A musical scale is a sequence of notes in ascending or descending order. Each scale is made up of 4-7 notes. The distance or rather the interval between two successive notes is called a scale step. For example, the distance between the two notes 'C' and 'D' is 1 whole step and the distance between 'C' and 'C#' is a 1/2 step ( C# is pronounced as 'C Sharp' and are among the black keys on the keyboard).

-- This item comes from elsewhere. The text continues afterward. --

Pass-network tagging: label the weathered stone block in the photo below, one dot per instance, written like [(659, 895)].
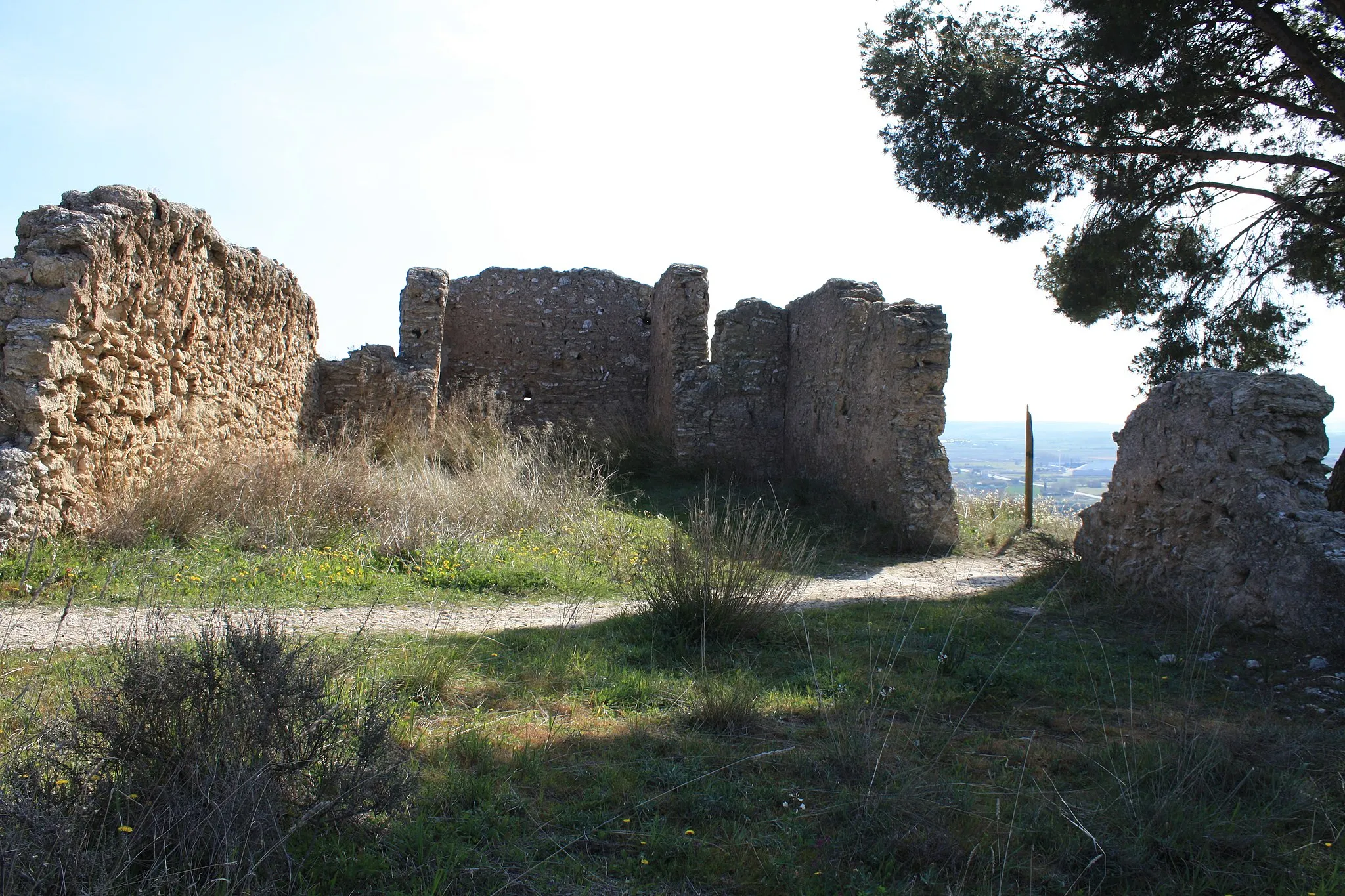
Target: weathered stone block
[(1219, 499), (121, 309)]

Scales are divided, based on the intervals between the notes they contain, into categories including major, minor, etc. For example, C 'Major' scale contains the notes C D E F G A B C (all white keys on a keyboard)i.e 1 step between C and D, 1 step between D and E, 1/2 step between E and F, 1 step between F and G, 1 step between G and A, 1 step between A and B and 1/2 step between B and C. That becomes 1, 1, 1/2, 1, 1, 1 and 1/2 step. Whereas the C 'Minor scale contains the notes C D D# F G G# A# C which is 1, 1/2, 1, 1, 1/2, 1 and 1 step. So the 3rd note and the 6th and 7th note change.

                   keyboard-all-note-names

There are many types of scales that developed over the centuries. Music in the periods 1600-1900 used mostly three types of scale:

The daitonic scale (7 notes)
The melodic an harmonic minor scale (7 notes)

In the 19th and 20th century many other scales evolved:

The chromatic scale (twelve notes)
The whole tone scale (six notes)
The pentatonic scale (five notes)
The octatonic or diminished scales (eight notes)

That’s all about scales for now. With all the knowledge about scales, I say go explore, cause without music life would be a mistake...the way I see it!